Plus, at no additional cost I will cover you for AGW as well

/sarc off

Prevention only works when there is a real threat.
There is no real threat here, so prevention is a scam. I've no problem if you want to be scammed, leave me out of it.
aksdad
3 / 5 (2) Feb 14, 2017
Aaaand now for an analysis based on facts not computer-generated fiction.

There is very little correlation between wildfires and global temperatures. There is a strong correlation to drought coupled with available biomass that could potentially burn. Forest management is the strongest predictor of wildfires. Poor management increases the chance for a fire.

Hilariously, global climate models (which are wildly inaccurate, btw) also predict a wetter future suggesting less drought, so fewer and smaller fires. But those same models also predict more drought, which would mean more fires in places that have lots of biomass.
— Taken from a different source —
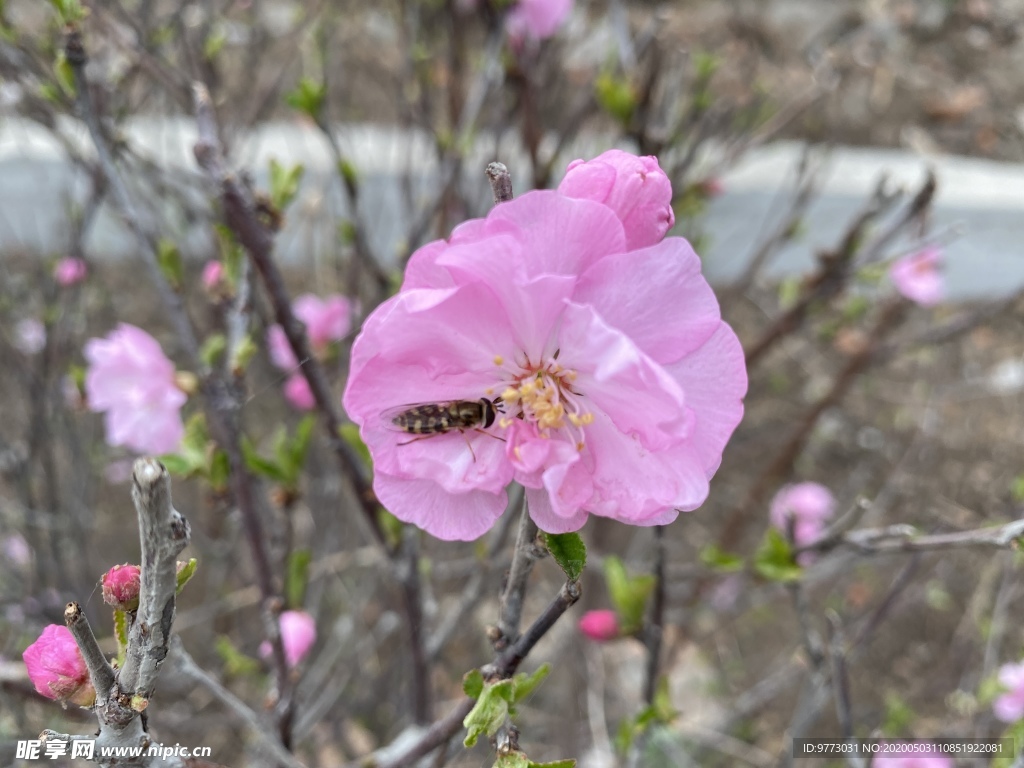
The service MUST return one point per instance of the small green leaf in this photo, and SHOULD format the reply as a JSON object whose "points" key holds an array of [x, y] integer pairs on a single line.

In other words, the global climate models are no more accurate than your average street-corner doomsayer inspecting goat entrails.

Meanwhile, here is U.S. forest fire data for 1960 to 2016:

https://www.nifc....res.html

The simple "solution" is to not build in forests prone to wildfires because eventually there will be one.
aksdad
2.3 / 5 (3) Feb 14, 2017
Wildfire burned more than 10 million acres in the US in 2015, and cost over $2 billion to suppress.

And wildfire burned only 5.5 million acres in the US in 2016, which we've been told was "the hottest year ever!"